Nonetheless, experimental monetary policies in advanced economies – such as the large-scale asset purchases initiated this month by the European Central Bank – have slowed the vicious circle of subpar economic performance and muddled politics. But it is far from clear that this will continue, especially given the US Federal Reserve’s gradual exit from such policies, which puts America on a different path from most of the other advanced economies.
Moreover, market forces have gained an ever-larger role in reconciling global economic divergence, leading to dramatic shifts in exchange rates. The list of such currency movements – which so far has included the euro’s 25% fall against the dollar, a record low for the Mexican peso, and disorderly depreciations of the Brazilian real and other emerging-economy currencies – is getting longer by the day. Even healthy economies like South Korea are keen to weaken their currencies, leaving the US alone in its willingness to tolerate significant currency appreciation.
Broad consensus on how to fix things
On their own, currency markets will not bring about the growth-enhancing global economic rebalancing that is needed. Better policies at the national, regional, and global levels are also essential – and that requires better politics.
Too many political leaders around the world remain unable – or unwilling – to fulfill their economic-governance responsibilities. This is particularly regrettable, given that there is a broad consensus regarding the technical components of the required policy response: structural reforms to revamp growth engines, efforts to rebalance aggregate demand, and the elimination of debt overhangs. (The eurozone must also work to complete the essential underpinnings of its historic integration project.) What is missing is implementation.

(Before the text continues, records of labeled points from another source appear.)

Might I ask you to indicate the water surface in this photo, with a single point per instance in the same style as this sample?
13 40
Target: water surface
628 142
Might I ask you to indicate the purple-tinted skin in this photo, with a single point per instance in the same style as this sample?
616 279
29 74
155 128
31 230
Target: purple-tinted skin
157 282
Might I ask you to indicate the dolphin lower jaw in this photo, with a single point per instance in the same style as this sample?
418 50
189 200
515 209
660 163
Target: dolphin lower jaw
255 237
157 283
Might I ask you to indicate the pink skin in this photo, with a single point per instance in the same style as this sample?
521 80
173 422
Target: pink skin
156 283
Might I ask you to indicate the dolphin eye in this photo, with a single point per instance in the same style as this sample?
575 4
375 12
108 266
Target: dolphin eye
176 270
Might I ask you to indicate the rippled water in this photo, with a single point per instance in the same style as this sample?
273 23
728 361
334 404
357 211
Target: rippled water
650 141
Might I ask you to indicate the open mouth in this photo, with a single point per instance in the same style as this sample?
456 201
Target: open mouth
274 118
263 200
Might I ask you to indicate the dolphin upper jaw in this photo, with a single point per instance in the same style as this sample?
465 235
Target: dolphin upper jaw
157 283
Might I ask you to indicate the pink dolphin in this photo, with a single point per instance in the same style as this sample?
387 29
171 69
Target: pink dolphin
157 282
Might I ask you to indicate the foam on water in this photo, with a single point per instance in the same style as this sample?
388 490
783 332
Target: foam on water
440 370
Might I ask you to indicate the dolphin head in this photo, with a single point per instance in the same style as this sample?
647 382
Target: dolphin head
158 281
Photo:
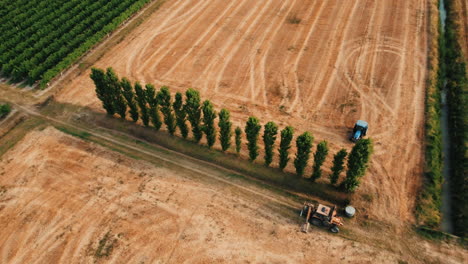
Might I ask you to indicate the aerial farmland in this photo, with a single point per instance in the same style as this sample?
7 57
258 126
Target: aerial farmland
88 180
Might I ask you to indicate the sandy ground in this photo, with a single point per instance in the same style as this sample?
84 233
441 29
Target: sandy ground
345 60
60 196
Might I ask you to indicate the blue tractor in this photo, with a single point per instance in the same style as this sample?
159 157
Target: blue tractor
359 130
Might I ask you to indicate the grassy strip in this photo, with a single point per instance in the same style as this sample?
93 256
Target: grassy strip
227 160
96 38
457 96
430 200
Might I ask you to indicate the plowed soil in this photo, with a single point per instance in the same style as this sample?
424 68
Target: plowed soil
315 65
64 200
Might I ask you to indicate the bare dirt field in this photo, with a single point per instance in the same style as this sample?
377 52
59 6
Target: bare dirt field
64 200
315 65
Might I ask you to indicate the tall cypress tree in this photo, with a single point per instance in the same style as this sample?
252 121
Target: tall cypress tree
238 132
303 144
113 84
338 162
209 115
252 129
164 97
153 103
141 100
319 158
269 137
181 116
286 137
358 161
225 132
103 91
193 110
129 95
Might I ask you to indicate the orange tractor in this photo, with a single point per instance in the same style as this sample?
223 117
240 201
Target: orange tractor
320 215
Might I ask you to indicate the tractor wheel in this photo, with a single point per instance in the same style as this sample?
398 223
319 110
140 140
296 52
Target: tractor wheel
316 222
334 229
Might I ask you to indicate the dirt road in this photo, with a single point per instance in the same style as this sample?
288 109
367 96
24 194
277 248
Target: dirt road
63 199
344 60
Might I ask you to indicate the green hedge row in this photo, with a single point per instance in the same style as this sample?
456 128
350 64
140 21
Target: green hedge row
457 96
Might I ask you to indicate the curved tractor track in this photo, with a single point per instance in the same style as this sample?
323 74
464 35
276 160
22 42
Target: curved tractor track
344 60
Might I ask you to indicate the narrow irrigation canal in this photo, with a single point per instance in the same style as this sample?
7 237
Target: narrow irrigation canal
447 223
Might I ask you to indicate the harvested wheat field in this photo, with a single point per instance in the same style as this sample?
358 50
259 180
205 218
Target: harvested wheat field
316 65
460 13
63 199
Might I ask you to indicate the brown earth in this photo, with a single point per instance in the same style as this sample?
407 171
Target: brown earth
344 60
64 200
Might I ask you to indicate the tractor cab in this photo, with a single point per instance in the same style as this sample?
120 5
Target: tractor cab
359 130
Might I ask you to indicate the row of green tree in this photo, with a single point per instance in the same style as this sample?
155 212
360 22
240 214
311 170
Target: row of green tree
5 109
40 38
145 103
457 96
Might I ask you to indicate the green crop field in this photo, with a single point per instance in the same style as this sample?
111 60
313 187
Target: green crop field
41 38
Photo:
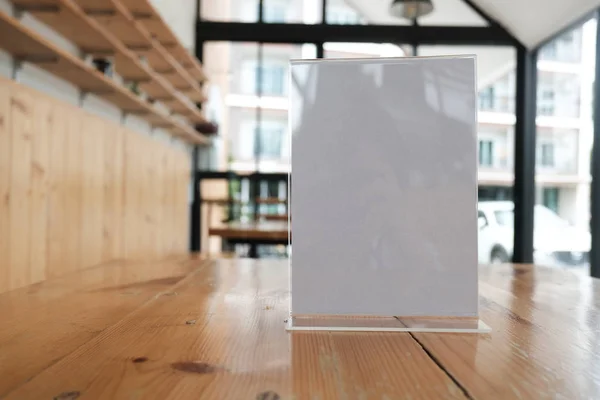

But governments seem unlikely to overcome their dysfunction anytime soon. In the US, Congress and the executive branch are locked in a stalemate. Europe’s political systems are being shaken by the rise of populist parties, many of which are winning support with an anti-European platform.
«Can’t, won’t, shouldn’t»
In the emerging world, Brazil’s government has faced multiple corruption scandals. And Russia’s leadership remains committed to its disruptive regional adventures, regardless of their devastating impact on its economy.
In most, if not all, of these cases, we see examples of a broader phenomenon: what might be called governing by inertia – a «can’t, won’t, and shouldn’t» mentality, to paraphrase the economist Mark Blyth, that blocks effective policymaking.
As policy inertia prolongs sluggish growth and impairs job creation, it becomes even more difficult to abandon. Given how hard it is for governments to initiate a shift to a new policymaking mode (that is, to disrupt themselves), pressure will build from the outside. In a democracy, this tends to occur through the fragmentation of traditional parties and the emergence of non-traditional parties – some offering genuine alternatives, and others relying on fear and prejudice.
The global economy is at a critical juncture. Most economists agree on what is needed to avoid another round of lost growth opportunities, inadequate employment, financial instability, and worsening inequality.
Central banks and markets cannot achieve an orderly global rebalancing on their own. As difficult as it may be, politicians need to pursue comprehensive policy responses. The longer they delay, the less effective their efforts will be. As bad politics block economic opportunity, public trust in governments will continue to erode – with serious potential consequences for political systems, and the economies they administer, worldwide.